Селерен не знал ни имени, ни адреса второго свидетеля, и он отправился в полицейский участок на улице Сент-Оноре.

На скамейке сидели ожидающие приема. Он хотел было занять место в конце очереди, но полицейский, сидевший по другую сторону перегородки, знаком подозвал его к себе.

– Что вам нужно?

– Я Жорж Селерен…

Полицейский нахмурил лоб, как будто это имя ему что-то напоминало.

– Я муж женщины, которую раздавил фургон по перевозке мебели на улице Вашингтона…

– Вот как… Я что-то припоминаю… Но этим делом занимался сержант Ферно. Его сейчас здесь нет.

– Я знаю. Я его только что встретил.

– И что же вы хотите?

– Я разыскал Джино Манотти, торговца зеленью.

– Славный человек…

– Мне хотелось бы узнать имя и адрес другого свидетеля, прохожего, присутствовавшего при несчастном случае.

Полицейский посмотрел на него почти таким же взглядом, каким немного раньше посмотрел сержант Ферно.

– Для этого мне нужно найти протокол… Сейчас я здесь один… Не могли бы вы зайти через полчаса?

Он пошел по улице. Что еще ему было делать? Потом зашел в бар выпить чашку кофе.

Он стал сверхчувствительным. Достаточно было блеска у кого-то во взгляде или нахмуренных бровей, чтобы пробудить в нем подозрительность.

Полчаса тянулись долго. У него хватило времени постоять перед двумя десятками витрин и осмотреть все там выставленное.

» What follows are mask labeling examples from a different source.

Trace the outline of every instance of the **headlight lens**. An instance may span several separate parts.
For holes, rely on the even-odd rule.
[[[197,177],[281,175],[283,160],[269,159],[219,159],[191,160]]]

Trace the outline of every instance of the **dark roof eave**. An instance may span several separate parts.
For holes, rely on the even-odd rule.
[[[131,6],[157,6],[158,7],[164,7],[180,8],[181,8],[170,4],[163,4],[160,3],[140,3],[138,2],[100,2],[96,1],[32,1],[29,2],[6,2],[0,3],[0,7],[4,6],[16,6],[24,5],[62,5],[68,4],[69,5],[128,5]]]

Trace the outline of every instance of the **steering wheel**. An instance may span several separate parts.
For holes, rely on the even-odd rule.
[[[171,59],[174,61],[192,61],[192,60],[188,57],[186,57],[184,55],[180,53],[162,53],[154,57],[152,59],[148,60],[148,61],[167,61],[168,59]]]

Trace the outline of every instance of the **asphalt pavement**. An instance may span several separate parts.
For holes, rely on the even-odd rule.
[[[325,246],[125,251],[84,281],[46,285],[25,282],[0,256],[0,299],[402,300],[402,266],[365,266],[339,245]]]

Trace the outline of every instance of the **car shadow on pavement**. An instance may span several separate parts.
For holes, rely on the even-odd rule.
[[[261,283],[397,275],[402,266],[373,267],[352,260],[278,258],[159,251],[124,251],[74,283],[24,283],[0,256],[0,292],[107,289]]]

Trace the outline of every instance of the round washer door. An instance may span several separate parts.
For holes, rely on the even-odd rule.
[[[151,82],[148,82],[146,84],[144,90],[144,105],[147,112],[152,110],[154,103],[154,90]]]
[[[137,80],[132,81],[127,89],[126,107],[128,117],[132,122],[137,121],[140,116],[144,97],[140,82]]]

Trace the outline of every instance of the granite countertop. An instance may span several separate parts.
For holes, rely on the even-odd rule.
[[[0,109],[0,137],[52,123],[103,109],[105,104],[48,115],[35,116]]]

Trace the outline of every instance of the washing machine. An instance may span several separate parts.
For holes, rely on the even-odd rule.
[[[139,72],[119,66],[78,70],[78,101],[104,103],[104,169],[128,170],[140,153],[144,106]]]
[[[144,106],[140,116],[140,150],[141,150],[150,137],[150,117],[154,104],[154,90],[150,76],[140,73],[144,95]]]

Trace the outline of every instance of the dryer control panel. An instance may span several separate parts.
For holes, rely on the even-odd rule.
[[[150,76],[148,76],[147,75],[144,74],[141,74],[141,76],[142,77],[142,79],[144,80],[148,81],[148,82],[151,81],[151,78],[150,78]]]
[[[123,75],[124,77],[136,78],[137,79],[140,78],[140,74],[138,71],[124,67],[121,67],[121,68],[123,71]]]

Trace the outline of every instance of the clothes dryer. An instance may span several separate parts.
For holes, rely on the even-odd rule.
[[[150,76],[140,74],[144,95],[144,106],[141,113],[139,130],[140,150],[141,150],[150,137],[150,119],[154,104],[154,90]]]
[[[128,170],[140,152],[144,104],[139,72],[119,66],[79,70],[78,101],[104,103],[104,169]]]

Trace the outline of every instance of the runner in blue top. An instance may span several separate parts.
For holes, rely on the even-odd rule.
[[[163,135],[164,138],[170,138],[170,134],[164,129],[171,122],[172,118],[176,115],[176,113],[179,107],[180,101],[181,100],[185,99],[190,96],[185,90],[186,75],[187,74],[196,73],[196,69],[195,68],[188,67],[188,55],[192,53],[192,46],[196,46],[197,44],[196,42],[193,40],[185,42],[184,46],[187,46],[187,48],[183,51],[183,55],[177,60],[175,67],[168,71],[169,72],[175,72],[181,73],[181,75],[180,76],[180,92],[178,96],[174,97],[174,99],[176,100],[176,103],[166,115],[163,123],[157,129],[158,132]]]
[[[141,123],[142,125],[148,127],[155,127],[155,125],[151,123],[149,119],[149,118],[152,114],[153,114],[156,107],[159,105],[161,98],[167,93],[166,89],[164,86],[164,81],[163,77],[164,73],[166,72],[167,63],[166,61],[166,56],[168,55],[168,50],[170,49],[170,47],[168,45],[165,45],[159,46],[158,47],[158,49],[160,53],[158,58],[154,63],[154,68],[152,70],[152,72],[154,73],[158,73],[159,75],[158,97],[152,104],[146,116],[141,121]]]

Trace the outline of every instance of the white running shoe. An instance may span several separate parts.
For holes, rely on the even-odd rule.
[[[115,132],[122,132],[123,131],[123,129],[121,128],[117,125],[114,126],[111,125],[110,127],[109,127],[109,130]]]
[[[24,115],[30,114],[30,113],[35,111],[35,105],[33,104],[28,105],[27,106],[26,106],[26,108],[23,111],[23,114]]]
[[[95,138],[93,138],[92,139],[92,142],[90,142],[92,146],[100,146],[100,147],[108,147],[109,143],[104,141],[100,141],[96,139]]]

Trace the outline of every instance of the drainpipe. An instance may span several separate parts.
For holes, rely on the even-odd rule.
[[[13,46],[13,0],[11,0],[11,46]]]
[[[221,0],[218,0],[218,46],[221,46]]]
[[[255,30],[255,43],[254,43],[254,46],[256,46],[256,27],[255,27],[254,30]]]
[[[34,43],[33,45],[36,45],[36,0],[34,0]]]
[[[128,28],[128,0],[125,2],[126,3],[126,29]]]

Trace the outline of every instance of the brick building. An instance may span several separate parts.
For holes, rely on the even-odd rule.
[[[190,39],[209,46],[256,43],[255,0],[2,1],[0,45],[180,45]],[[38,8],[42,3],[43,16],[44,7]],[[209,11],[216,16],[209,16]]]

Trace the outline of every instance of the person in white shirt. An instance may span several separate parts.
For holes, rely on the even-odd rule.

Когда он вернулся в полицейский участок, принимавший его полицейский сразу же протянул ему бумажку с именем и адресом:

«Жерар Верн, представитель компании по торговле растительным маслом „Белор“. Проспект Жана-Жореса, Исси-ле-Мулино».

Он сел в поезд метро, спросил, где ему нужно выйти, и вскоре разыскал жилище представителя компании «Белор». Было слышно, как во всех квартирах женщины делают уборку. Консьержка мела лестницу.

Он позвонил, ему открыла женщина в шлепанцах, одетая по-домашнему.

– Что вам нужно?

– Мсье Верн дома?

– Да, но он лежит в постели, у него грипп.

– Не мог бы я обменяться с ним парой слов?

– Вы инспектор из торгового дома «Белор»?

– Нет.

– И не доктор?

Она смотрела на него подозрительно.

– Пойду посмотрю, проснулся ли он…

Через некоторое время она вернулась.

– Не обращайте внимания на беспорядок. Я еще не закончила уборку.

Она провела его в узкую спальню, где лежал не бритый уже дня два мужчина.

Он немного приподнялся, чтобы откинуться спиной на подушку, и с любопытством посмотрел на посетителя.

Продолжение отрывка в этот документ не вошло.